ColumnistLe Loup
The Throne of the Third Heaven of the Nations' Assembly
[Hardly Art]
Even as the Internet has allowed us to download music in its most elemental sound-file form, it’s amazing how reliant we still are on peripheral information to judge it. The first time I looked at Le Loup’s debut, The Throne of the Third Heaven of the Nations’ Millennium General Assembly, I rolled my eyes. Here’s another upstart band with an animal in its name (“Le Loup” is French for “The Wolf”), that plays rural music (folk) out of an urban city (Washington, D.C.). There are five exclamation points just in the track list; the lyrics booklet has over 50. The sheer length of the album title—taken from an altar at the Smithsonian American Art Museum—smacks of pomposity. And the pre-release buzz surrounding Throne was humongous, precipitated by bloggers and cooler-than-thou journalists who compared Le Loup to The Arcade Fire without batting an eye. For skeptical me, the deck was stacked against Le Loup before they’d even played a note.
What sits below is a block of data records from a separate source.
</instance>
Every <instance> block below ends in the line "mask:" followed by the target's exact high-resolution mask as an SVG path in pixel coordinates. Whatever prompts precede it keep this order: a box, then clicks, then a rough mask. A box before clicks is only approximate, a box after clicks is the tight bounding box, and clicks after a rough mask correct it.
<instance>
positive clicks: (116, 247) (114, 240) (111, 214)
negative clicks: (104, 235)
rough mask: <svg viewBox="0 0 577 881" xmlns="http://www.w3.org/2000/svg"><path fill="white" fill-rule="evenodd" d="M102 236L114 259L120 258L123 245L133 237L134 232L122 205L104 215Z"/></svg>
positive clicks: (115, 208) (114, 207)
I mention all of this to emphasize how misleading such information can be, for the music on Throne is a much more elusive creature. Like many indie bands carrying the “folk” tag, Le Loup is folky in the very loosest sense, defined only by the presence of a banjo. And that banjo—played by principle performer, singer and songwriter Sam Simkoff—isn’t earthy or comforting as is usually the case; it’s stark, standoffish and cold. The same can be said for Simkoff’s voice, an oddly repellant tenor that feels like a frigid wind against your skin. Together, the vocals and the banjo ring out across an urban wasteland that’s littered with debris and stripped of most human life, yet poised for a possible regeneration.
And that’s the strange thing about Throne: It’s an apocalyptic album that’s dissatisfied with its own woebegone state. In fact, I’ve never heard an album try so hard to be positive while sounding so negative. Simkoff favors ascending scales like those that lead off “To the Stars! To the Night!”, but they’re usually too dry to raise anyone’s spirits, and even with the dance-inspired beat on “Outside of This Car, The End of the World!” and the handclaps on “We Are Gods! We Are Wolves!”, Throne still feels oppressive. That wouldn’t be such a detriment if Le Loup had conjured half the brooding atmosphere of their spiritual brethren Grizzly Bear and Califone, but musically, Throne offers only a curious hollowness—the result of downer acoustic instrumentation and 8-bit electronics that never quite jell.
It took me a few listens—and some poking around the liner notes—to realize that Throne is, above all, a singer-songwriter record. The lyrics are uniformly more rapturous than the music, speaking of kingdoms and colors and storms and heaven, and one wishes that Simkoff’s words were provided a lusher melodic outlet.
Magic does happen once in a while: For the first minute of “Planes Like Vultures,” Simkoff harmonizes with himself over no music whatsoever, whisper-singing “All too soon, we’ve come to bloom / And blown about in dusty ribbons / And pointed skyward, scrape the heavens / And should we end before we’re shriveled / Then call the names that we’ve been given.” It’s a singularly beautiful moment, suggesting death and rebirth through remembrance.
Most times though, as on “Le Loup (Fear Not),” Simkoff jettisons this restraint for hokey histrionics that complement his florid poetry too well. “Through the darkness, through the night! / Oh you thoughtless howling host! / Oh you ghost-white grieving wolves!” sung in a jumpy faux-vibrato isn’t cool no matter how many times you brave it.
Throne can be a difficult album to swallow and harder to pin down; after the first dozen spins, I wasn’t even sure what to call it (car-wreck country? Nintendo folk?). It took me even longer to figure out that I didn’t like it, but Le Loup just doesn’t have the allure of other experimental folk acts like The Skygreen Leopards, Bird Show, or even Ill Lit. Throne is not sweet, not soothing, not powerful, not challenging, not emotional; it’s not really much of anything. Moreover, it fails to hit me in any of the three key places that good music does: the brain, the body or the heart. The result is a record that—considering how unique and poetic it can be—doesn’t succeed in justifying its own existence.